Bringing the “Muse” in Museum


By Gabby Barry

Janet Song, Social Media Manager

Junior Rebecca Holt enjoyed a chilly Tuesday morning out of school, strolling with others along the sidewalk, admiring the cityscape of Manhattan and the elegance of the Victorian Gothic-styled Metropolitan Museum of Art, or the Met. For her, this field trip allowed her to invoke her “inner muse” and take a break from the tough bustle of academics.

“I love the Met, I love the city, and I love missing school,” she explains. “I also thought it would be inspirational to look at such an extensive collection of art.”

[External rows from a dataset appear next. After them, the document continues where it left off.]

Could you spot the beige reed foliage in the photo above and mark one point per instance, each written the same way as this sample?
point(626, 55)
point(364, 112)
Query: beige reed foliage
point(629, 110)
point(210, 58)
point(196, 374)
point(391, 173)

Students from Cinnabar, Kaleidoscope, and writing classes in Ward Melville visited the Met on October 17th to gather ideas for their current writing projects.

Prior to arriving at the Met, students received assignments to work on when the trip ended. Teachers who chaperoned the trip handed out examples of pieces from famous poets who took inspiration from art and incorporated into their own writing. These examples included “Landscape with the Fall of Icarus” by William Carlos Williams and “Edward Hopper’s Nighthawks” by Joyce Carol Oates. Students were asked to pick a piece of art that stuck most to them and write a piece based on it.

These writers took a full day off from school and toured the museum in small groups, stopping by the variety of exhibits that the museum offered, from ancient pottery crafted by the Sumerians, to the contemporary paintings of Paul Klee.

Rebecca’s personal favorite piece was a statue she noticed on her way to grabbing lunch. “It was an old man in extreme anguish,” she reports, “with three children grasping at his legs.”

When she visits museums on her free time, Rebecca admits that she prefers paintings over sculptures, but this one stuck out. “One of the children was holding on to the man’s legs and you could see the indent of his skin where the pressure of the child’s thumb was. The muscles of the man’s back were so intricate and defined. This meticulous statue left me awestruck.”

Overall, the trip proved to be a pleasant experience. “This trip exposed us to art so that we might be influenced to make our own through words,” Rebecca says. “It’s a beautiful thing to find ideas from someone else’s abstract thoughts. They could have lived thousands of years ago, and yet you are still touched by the emotion they poured into their craft.”